I know in relational calculus there is Division which I believe satisfies this problem, but I can not find anything in SQL server that matches that capability.

One of my co-workers found this little gem on the topic that should hopefully help you out.

http://groups.google.ca/groups?q=di...204261017.305cb840@posting.google.com&rnum=30

Good Luck Crystal
crystalized_s@yahoo.com

--------------------------------------------------

Experience is one thing you can't get for nothing.

-Oscar Wilde

 

[forecasting]

SELECT myTbl.event_id
FROM myTbl INNER JOIN
(SELECT event_id AS e_id
FROM myTbl
GROUP BY event_id
HAVING COUNT(event_id) = 2) b ON myTbl.event_id = b.e_id
WHERE (myTbl.other_id IN (14, 45))
GROUP BY myTbl.event_id
HAVING (COUNT(myTbl.event_id) = 2)

The 2 would be the list length of the District_IDs variable passed to the SQL query.

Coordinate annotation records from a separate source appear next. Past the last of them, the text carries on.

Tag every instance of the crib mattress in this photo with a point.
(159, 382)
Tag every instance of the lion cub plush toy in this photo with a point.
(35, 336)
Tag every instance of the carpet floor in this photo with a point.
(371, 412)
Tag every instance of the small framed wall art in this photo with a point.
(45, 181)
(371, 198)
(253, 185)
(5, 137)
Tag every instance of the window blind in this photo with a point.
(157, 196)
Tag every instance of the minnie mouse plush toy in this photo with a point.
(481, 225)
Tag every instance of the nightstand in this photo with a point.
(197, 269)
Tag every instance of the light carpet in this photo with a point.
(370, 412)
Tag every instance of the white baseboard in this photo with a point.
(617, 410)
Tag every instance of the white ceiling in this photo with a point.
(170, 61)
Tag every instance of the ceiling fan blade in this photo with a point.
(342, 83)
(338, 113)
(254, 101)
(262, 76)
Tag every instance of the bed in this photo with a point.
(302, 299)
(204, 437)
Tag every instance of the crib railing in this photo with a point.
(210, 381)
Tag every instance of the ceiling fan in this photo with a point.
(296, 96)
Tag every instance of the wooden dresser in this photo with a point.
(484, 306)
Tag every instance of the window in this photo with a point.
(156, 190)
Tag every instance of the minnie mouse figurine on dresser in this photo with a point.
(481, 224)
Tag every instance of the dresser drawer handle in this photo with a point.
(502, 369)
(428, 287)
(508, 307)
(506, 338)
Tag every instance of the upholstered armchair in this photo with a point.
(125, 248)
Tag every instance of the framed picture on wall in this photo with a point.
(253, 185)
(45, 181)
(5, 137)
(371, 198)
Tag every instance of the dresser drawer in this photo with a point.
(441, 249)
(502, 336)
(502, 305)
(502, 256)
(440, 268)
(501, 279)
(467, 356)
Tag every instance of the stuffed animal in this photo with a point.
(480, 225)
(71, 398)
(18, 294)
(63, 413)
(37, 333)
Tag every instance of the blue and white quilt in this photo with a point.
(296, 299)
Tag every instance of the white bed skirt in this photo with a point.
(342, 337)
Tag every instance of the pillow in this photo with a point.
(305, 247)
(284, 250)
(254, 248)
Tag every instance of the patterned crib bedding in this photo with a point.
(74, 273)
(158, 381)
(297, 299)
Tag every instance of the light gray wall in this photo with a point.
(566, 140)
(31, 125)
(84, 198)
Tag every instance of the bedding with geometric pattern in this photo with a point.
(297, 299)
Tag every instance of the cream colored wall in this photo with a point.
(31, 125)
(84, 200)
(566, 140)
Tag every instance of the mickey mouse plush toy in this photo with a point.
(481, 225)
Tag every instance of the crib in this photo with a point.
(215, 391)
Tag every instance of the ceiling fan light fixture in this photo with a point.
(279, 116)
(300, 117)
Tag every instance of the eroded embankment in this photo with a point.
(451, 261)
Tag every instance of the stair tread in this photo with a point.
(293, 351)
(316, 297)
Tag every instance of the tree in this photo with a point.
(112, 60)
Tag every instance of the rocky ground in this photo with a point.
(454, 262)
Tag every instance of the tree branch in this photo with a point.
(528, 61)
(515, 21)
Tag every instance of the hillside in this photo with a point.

Where you see: District_ID NOT IN(14,45)

The 14,45 is the actual list passed to the SQL query as
a variable.

 

[forecasting]

SELECT myTbl.event_id
FROM myTbl INNER JOIN
(SELECT event_id AS e_id
FROM myTbl
GROUP BY event_id
HAVING COUNT(event_id) = 2) b ON myTbl.event_id = b.e_id
WHERE (myTbl.other_id IN (14, 45))
GROUP BY myTbl.event_id
HAVING (COUNT(myTbl.event_id) = 2)

The 2 would be the list length of the District_IDs variable passed to the SQL query.

Where you see: myTbl.other_id IN(14,45)

The 14,45 is the actual list passed to the SQL query as
a variable.

 

[SidianConsulting]

Forecasting,

Thanks, that works great! I haven't been able to break it yet

Crystal,

That link on google.ca groups is interesting. I'm going to check out writing the query using the relational division method to see how fast it is compared to Forecasting's query.

Again, many thanks to both of you for the generous help and time you put into this!

-Tek